A termelétrica utilizaria principalmente resíduos da Refinaria Presidente Getúlio Vargas (Repar) e da indústria de fertilizantes, ambas já instaladas em Araucária. O município é considerado o mais poluído do Paraná.
A Cofepar vai gerar apenas 50 empregos, ainda assim para técnicos especializados, mas vai lançar no ar aproximadamente 44,4 toneladas de poluentes por dia, compara Lidia Lucaski, presidente da Associação de Defesa do Meio Ambiente de Araucária (Amar). Além disso, o Paraná não vai consumir a energia gerada, porque é superavitário nessa área, completa.

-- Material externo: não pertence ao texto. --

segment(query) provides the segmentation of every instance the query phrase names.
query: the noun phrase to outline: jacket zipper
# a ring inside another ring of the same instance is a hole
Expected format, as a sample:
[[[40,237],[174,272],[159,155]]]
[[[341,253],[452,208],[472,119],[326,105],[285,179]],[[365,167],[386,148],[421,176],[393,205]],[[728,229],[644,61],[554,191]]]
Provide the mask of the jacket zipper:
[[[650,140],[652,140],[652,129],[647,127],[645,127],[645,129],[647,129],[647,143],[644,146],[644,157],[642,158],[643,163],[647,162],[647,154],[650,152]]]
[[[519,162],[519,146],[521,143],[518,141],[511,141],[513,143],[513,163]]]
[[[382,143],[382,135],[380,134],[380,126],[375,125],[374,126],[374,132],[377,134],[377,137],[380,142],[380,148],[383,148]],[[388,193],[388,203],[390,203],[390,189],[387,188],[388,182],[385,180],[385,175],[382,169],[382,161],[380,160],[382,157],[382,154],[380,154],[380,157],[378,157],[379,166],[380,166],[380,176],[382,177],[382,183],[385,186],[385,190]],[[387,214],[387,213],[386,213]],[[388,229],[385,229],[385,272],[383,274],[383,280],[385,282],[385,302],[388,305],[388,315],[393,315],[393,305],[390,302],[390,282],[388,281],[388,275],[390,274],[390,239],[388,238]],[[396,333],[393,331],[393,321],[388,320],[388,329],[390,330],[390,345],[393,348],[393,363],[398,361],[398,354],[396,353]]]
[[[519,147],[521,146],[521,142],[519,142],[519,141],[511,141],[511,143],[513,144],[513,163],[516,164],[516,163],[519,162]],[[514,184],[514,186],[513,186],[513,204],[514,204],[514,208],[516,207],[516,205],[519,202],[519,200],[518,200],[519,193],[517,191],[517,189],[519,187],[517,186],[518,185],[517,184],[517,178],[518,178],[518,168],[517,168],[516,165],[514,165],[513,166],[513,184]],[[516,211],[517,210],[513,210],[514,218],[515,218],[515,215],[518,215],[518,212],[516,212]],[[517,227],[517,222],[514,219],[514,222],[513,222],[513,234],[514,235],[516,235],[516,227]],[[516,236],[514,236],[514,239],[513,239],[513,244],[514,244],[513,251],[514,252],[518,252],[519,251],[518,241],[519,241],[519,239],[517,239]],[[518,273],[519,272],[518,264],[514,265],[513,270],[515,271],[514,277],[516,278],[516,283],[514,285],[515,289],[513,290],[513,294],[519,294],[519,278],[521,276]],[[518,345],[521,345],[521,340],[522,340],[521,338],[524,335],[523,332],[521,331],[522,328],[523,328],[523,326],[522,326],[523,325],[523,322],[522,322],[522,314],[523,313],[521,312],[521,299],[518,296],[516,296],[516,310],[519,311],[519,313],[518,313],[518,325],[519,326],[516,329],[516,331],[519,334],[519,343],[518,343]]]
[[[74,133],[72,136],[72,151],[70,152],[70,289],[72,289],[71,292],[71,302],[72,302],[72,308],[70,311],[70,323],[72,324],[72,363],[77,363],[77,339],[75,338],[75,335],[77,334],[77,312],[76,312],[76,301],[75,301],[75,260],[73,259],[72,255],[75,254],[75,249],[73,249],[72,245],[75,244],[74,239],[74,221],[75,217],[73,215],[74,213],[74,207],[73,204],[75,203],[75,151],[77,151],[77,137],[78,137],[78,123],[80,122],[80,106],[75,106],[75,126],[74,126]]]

Hoje, o Fórum contra a Poluição de Araucária realiza um seminário com técnicos para discutir a instalação da termelétrica. O evento será realizado entre as 8 horas e as 18 horas, no salão da Igreja Matriz (Rua Julio Szymanski, número 20). A participação é gratuita. O abaixo-assinado, que está sendo realizado em uma barraca na Praça da Matriz, vai até 3 de maio. Nesse dia, ele será apresentado durante uma audiência pública que debaterá o empreendimento.